Poonam avait rejoint un département du ministère des Collectivités locales, il y a quelques années. Depuis, une de ses collègues raconte que Poonam n’avait qu’une seule idée. « Li ti pe envi aste ene terrain e ranz so lakaz ». Sa priorité, selon un autre collègue, était de poursuivre ses études en vue d’obtenir un meilleur emploi. Nishan déplore que Poonam n’a pu poursuivre des études avancées en raison de la situation familiale. « Nou pa ti ena moyen e linn bizin al travay. »

« Kapav après nu pu rente en contact ek pompier »

« Kapav nou pou rant en kontack ek so kamarad pompier la ». Ce sont les propos de Nishan qui affirme vouloir poursuivre sa quête de vérité. Pour les proches, c’est uniquement l’ami de Poonam qui peut les éclairer sur ce triste événement. Nishan explique avoir croisé l’individu à quelques reprises mais sans lui parler. Pour l’heure, la famille se concentre sur les prières afin de respecter les rites pour les funérailles de la jeune femme.  
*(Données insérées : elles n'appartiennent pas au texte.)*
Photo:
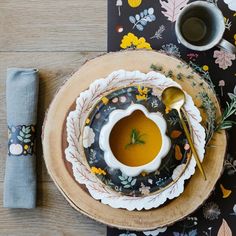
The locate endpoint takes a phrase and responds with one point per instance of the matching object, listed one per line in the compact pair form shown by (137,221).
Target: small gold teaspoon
(174,98)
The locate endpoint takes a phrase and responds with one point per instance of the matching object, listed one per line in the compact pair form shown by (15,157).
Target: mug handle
(224,44)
Au début, la police privilégiait fortement la thèse d’un acte malveillant, mais les enquêteurs ont revu leur position. La police étudie désormais la version du sapeur-pompier, amant de la victime, qui avait souligné avoir donné un bain à la victime, après avoir découvert son corps. Le sapeur-pompier a aussi avoué qu’il entretenait une relation discrète avec la femme de 39 ans depuis quelque temps. Il a expliqué qu’étant marié, il ne pouvait rendre cette relation publique. « Mo ti pe al res kot li des fois », a-t-il révélé aux enquêteurs. 

Une férue de sport

Poonam était aussi active dans le domaine sportif. Elle s’était rapprochée de l’équipe de volleyball féminine, basée à Curepipe, depuis un bout de temps. Elle se faisait un devoir d’être présente lors des matchs de l’équipe. Même lors des séances d’entraînement, Poonam ne ratait pas l’occasion d'apporter son soutien.